Report Title:Symmetric Poisson geometry, totally geodesic foliations and Jacobi-Jordan algebras
Reporter:Roberto Rubio , Autonomous University of Barcelona
Report Time:March 12, 2026, 15:00-17:00
Report Location:Zoom Id: 904 645 6677,Password: 2026
Meeting ID: :
https://us06web.zoom.us/j/9046456677?pwd=CWu8WvANi9ohJh4OW91sTVqBM9zsOT.1&omn=86972689584
Abstract: I will introduce symmetric Poisson geometry, the study of symmetric bivector fields on a manifold. I will first discuss their integrability condition, then move to their geometric interpretation, which features totally geodesic foliations, and finally discuss some interesting examples, including their connection to Jacobi-Jordan algebras. This is joint work with Filip Moucka, available on arXiv2508.15890.
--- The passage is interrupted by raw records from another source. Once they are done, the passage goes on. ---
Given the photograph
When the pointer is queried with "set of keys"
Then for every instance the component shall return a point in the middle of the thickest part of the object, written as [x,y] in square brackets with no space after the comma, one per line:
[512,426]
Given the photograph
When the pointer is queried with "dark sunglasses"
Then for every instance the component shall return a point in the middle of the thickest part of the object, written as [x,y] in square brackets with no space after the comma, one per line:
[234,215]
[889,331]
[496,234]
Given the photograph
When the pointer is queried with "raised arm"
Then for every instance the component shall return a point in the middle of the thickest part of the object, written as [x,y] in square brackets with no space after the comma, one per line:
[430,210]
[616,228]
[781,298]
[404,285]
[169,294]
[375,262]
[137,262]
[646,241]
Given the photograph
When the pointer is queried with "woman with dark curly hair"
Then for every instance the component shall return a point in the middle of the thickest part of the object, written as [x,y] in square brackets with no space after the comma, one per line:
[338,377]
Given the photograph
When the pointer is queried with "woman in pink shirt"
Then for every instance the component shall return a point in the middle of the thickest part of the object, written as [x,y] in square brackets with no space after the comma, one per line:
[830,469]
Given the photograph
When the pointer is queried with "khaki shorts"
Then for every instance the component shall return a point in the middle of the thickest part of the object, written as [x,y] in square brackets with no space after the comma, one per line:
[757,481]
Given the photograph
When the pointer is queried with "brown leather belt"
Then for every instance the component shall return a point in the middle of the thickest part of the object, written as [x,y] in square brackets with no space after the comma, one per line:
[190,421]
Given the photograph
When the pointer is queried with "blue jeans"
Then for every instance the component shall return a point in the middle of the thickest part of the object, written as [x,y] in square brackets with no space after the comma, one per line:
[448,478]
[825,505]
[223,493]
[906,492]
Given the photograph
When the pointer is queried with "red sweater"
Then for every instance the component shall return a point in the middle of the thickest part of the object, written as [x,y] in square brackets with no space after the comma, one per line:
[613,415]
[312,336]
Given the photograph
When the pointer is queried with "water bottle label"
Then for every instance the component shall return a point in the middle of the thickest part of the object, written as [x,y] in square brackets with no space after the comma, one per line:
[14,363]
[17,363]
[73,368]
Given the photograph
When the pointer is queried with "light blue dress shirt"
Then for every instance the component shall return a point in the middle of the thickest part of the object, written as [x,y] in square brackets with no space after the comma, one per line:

Bio: Roberto Rubio is a Ramón y Cajal researcher at the Autonomous University of Barcelona and the PI of the research grants GENTLE and DÉCOLLAGE. He first worked on Higgs bundles (PhD, ICMAT 2012) and then developed generalized geometry of type Bn (PhD, Oxford 2015). He has been a postdoctoral fellow at IMPA, where he worked on Dirac structures, and the Weizmann Institute of Science, where he worked on Gelfand pairs, as well as a Marie Skłodowska-Curie Individual Fellow. He is an expert on generalized geometry and Courant algebroids, with a special focus on the development and study of new geometrical frameworks.